Bobby Wood: If You Met My Mum, You’d Understand
Written and performed by Tess Sullivan
BATS Theatre, 18th May 2021
Reviewed by: Tanya Piejus
The brief online introduction and lack of a programme makes this NZ International Comedy Festival gem something of a mystery when entering the Dome at BATS. The stage is typically bare for what is apparently a one-man stand-up show, consisting of just the stereotypical microphone, stool, and bottle of nondescript beer. When the lights go down, we hear the expected cheesy night-club introduction over the PA system of Bobby Wood, the self-styled Sage of Hari Hari.
However, Bobby is late and nowhere to be seen.
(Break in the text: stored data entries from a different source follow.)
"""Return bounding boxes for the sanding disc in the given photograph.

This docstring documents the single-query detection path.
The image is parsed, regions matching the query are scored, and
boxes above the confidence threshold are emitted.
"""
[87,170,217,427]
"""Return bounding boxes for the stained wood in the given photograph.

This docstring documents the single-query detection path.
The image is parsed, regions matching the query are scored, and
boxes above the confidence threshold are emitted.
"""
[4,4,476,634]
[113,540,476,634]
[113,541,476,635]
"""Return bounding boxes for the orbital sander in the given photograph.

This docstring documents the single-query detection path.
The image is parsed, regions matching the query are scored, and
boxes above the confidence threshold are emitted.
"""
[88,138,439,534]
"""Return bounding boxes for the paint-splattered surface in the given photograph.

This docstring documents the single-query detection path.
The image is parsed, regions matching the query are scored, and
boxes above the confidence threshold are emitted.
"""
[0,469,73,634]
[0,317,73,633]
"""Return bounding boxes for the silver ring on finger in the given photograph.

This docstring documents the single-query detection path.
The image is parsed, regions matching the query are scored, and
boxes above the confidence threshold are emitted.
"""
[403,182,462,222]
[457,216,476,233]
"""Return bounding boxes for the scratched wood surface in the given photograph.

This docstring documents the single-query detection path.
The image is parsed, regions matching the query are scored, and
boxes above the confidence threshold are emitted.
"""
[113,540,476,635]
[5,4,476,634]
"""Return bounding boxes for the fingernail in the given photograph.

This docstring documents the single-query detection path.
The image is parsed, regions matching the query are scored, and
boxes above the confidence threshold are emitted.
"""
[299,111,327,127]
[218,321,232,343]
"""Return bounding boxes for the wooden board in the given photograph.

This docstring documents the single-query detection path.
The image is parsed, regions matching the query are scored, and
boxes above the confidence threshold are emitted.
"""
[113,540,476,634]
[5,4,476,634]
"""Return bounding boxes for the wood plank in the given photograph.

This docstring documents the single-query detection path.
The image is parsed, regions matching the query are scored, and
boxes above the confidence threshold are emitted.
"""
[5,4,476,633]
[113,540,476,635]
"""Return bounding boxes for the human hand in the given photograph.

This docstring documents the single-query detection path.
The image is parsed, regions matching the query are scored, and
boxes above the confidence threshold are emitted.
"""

Instead, his kilted and bespectacled mum starts speaking from the front row of the audience. We soon find out why Bobby is late as Mum relates anecdotes and embarrassing stories from his childhood about an overly complex education in how to tell the time and a pathological fear of cuckoo clocks.
After requesting extra cushions for her piles and buoyed up by a glass of red wine, Mum soon takes the microphone and hits her stride. She treats us to a litany of hilarious stories of West Coast farming life involving microwaved beanbags, killer cows, and what happened that time she fell down a hill and broke both her legs.
The highlight is her retelling of a one-night stand with a hulk of a man called Jack Melbourne, with whom she locked eyes across a crowded RSA hall during a storm. With body hair like a dish scourer, he still causes her spasms of lust every time she says his name.
Eventually, Bobby arrives and starts his routine of appalling, farm-related jokes that fall delightfully flat for a sophisticated Wellington audience. Bobby is, in fact, the world’s worst stand-up comedian thanks to his traumatic childhood. We have met his mum, so we totally understand.
Character-based comedy that gently lampoons stereotypes is something Kiwis do particularly well and this show is no exception. It is unexpected, charming, and deliciously funny.